Désobéissance

Dans « Disubbidienza » (Désobéissance), roman publié en 1948, l’écrivain italien Alberto Moravia décrit la crise existentielle qui mène un adolescent de 15 ans au bord de l’anéantissement et la sortie du tunnel par une initiation sexuelle.

 La lecture de « Disubbidienza » m’a été suggérée par Danny Laferrière dans son « journal d’un écrivain en pyjama ». En voici les premières phrases : « À l’issue de vacances à la mer, sur le lieu habituel, Luca revint en ville avec la sensation qu’il n’allait pas bien et qui tomberait bientôt malade. Il avait grandi de manière anormale ces derniers temps. À quinze ans, il avait déjà la stature d’un homme adulte. Mais les épaules étaient demeurées étroites et frêles, et dans le visage blanc, les yeux trop intenses semblaient dévorer les joues hâves et le front pâle. »

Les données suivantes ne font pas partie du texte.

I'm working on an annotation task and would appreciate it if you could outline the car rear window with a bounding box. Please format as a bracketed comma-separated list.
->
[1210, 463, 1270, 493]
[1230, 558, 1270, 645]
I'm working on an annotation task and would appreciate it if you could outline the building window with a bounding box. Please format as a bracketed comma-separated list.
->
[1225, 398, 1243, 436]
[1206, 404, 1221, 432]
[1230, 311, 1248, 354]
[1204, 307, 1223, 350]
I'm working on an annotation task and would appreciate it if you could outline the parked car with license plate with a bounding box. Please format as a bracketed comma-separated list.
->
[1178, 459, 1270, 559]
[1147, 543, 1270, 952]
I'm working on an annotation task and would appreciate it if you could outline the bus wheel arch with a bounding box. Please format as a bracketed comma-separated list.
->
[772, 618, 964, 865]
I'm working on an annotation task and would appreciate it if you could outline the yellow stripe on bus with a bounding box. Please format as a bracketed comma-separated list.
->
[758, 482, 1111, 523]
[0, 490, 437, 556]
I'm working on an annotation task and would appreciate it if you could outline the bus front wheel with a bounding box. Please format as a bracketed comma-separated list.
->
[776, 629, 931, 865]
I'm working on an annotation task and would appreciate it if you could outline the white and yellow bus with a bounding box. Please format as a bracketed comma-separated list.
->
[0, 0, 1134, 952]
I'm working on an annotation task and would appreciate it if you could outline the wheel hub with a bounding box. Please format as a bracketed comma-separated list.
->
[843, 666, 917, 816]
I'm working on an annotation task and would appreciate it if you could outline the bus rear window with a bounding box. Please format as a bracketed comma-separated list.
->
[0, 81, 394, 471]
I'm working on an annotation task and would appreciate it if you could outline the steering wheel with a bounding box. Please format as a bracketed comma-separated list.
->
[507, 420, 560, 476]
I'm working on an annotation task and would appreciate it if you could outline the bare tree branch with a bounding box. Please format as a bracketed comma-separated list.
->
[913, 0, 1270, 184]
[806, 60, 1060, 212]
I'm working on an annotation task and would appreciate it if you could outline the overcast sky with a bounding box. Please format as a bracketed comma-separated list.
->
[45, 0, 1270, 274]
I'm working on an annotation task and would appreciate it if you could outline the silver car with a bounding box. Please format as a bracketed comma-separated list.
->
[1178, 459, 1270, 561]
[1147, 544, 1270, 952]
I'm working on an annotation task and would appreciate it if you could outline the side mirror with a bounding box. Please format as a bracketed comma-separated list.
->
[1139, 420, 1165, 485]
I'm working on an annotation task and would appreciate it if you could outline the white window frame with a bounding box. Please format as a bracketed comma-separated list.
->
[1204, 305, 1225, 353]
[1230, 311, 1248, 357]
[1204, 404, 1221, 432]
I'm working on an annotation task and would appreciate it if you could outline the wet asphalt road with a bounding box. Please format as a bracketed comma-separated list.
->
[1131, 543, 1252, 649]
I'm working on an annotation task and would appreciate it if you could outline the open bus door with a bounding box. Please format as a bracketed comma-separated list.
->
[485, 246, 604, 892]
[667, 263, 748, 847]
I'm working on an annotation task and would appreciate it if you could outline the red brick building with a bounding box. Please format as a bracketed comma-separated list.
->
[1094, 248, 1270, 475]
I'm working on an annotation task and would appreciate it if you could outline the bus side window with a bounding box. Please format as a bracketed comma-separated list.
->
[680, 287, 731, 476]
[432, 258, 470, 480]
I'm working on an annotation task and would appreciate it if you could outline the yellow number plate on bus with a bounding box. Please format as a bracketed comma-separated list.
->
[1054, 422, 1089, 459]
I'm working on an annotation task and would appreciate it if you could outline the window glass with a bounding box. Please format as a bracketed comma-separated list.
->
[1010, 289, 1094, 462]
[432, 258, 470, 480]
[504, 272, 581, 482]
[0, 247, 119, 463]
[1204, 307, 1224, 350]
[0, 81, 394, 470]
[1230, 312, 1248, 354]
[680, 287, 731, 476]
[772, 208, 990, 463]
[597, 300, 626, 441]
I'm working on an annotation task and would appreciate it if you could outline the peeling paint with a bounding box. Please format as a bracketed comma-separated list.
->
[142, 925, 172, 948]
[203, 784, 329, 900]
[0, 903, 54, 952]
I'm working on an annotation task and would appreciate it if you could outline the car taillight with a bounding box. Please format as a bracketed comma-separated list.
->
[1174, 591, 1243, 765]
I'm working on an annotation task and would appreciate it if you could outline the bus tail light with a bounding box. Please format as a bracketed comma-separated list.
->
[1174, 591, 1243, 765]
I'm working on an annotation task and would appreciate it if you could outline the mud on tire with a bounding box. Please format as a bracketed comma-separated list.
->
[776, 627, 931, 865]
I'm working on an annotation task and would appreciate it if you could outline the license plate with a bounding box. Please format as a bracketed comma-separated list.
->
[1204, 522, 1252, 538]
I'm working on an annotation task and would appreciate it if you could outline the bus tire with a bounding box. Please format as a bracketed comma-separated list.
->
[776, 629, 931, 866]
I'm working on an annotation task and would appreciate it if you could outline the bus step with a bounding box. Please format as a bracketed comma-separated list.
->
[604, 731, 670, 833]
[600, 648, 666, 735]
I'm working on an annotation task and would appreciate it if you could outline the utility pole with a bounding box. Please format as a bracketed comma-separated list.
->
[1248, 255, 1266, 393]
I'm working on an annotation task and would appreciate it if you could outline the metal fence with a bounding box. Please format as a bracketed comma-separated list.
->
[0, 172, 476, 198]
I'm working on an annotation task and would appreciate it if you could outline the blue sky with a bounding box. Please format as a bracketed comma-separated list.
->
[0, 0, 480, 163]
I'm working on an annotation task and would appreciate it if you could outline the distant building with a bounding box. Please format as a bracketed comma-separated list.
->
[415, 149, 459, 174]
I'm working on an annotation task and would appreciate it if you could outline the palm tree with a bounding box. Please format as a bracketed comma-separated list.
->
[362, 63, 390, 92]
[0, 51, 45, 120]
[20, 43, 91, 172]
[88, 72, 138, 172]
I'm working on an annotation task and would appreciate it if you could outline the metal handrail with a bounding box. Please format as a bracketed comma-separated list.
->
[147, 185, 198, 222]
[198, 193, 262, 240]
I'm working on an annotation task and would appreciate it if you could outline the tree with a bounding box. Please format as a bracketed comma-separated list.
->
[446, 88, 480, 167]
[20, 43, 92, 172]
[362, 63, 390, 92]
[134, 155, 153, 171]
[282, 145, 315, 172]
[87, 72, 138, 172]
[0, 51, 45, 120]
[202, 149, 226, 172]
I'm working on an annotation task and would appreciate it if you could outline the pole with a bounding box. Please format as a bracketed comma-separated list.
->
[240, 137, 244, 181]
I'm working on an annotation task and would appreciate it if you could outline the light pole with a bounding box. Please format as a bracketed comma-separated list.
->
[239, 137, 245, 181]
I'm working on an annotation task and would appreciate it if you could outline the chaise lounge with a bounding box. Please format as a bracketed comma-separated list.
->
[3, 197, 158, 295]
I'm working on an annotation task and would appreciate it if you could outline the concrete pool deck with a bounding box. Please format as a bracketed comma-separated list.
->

 Luca, déjà adulte et encore enfant, ne s’aime pas soi-même et il n’aime pas le monde et ce que le monde voudrait lui imposer. Cette haine lui fut révélée le jour où il surprit ses parents enfourner des billets de banque et des titres boursiers dans un coffre-fort. Le coffre était dissimulé derrière le portrait d’une Madone devant laquelle, enfant, on le faisait prier à genoux. En somme, il découvrit alors que ce n’était pas la Vierge, mais le dieu Fric, qu’il adorait sans le savoir.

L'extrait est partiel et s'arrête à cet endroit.